The Targum Jonathan on (Deuteronomy 16) transforms the three pilgrimage festivals into richly detailed celebrations. The Hebrew describes Passover, Shavuot, and Sukkot (the Festival of Tabernacles) with minimal ceremony. The Targum adds music, timing, and practical instructions that bring the festivals to life.
Passover receives the most detailed treatment. The Targum opens with an instruction not found in the Hebrew: "Be mindful to keep the times of the festivals, with the intercalations of the year, and to observe the rotation thereof." This is a direct reference to the Jewish calendar's leap-year system, where an extra month is periodically added to keep the lunar calendar aligned with the seasons. The Targum embeds calendar science into biblical law.
The timing of the Passover sacrifice gets unusual precision. The Hebrew says "in the evening." The Targum says "between the suns"—a phrase meaning the period between the sun beginning to descend and its final setting. Then the lamb must be eaten "until the middle of the night, the time when you began to go out of Mizraim." The midnight cutoff references the moment the angel of death passed over Egypt. The Targum connects the annual ritual directly to the original historical event.
The Feast of Tabernacles receives a musical addition nowhere in the Hebrew text. The Targum says Israel "shall rejoice in the joy of your feasts with the clarinet and flute." Specific instruments. The Hebrew says to rejoice. The Targum says how—with woodwind music echoing through the festival camps.
The passage about judges contains two remarkable analogies. The Hebrew says "do not plant a grove near the altar of the Lord." The Targum interprets: "As it is not allowed you to plant a grove by the side of the Lord's altar, so is it not allowed you to associate in judgment a fool with a wise judge." A sacred grove and a foolish judge are equivalent corruptions—one defiles the altar, the other defiles justice.
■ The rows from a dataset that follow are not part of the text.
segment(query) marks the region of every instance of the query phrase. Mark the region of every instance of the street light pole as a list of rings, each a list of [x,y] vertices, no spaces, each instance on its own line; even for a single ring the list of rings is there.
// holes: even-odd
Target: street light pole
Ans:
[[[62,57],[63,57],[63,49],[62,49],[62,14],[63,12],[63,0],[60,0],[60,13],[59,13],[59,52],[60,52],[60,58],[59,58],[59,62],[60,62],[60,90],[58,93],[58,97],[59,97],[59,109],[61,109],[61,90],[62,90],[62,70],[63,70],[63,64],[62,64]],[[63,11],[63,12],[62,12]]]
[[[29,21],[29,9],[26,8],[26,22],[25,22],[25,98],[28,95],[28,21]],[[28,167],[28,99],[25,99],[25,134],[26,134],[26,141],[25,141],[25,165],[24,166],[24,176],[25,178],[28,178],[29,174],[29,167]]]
The second analogy is even sharper: "As it is not for you to erect a statue, so are you not to appoint to be a governor a proud man, whom the Lord your God doth abhor." Statues and arrogant leaders are the same category of abomination. The Targum turns agricultural metaphors into political principles, creating a complete theory of judicial appointment from two seemingly unrelated prohibitions.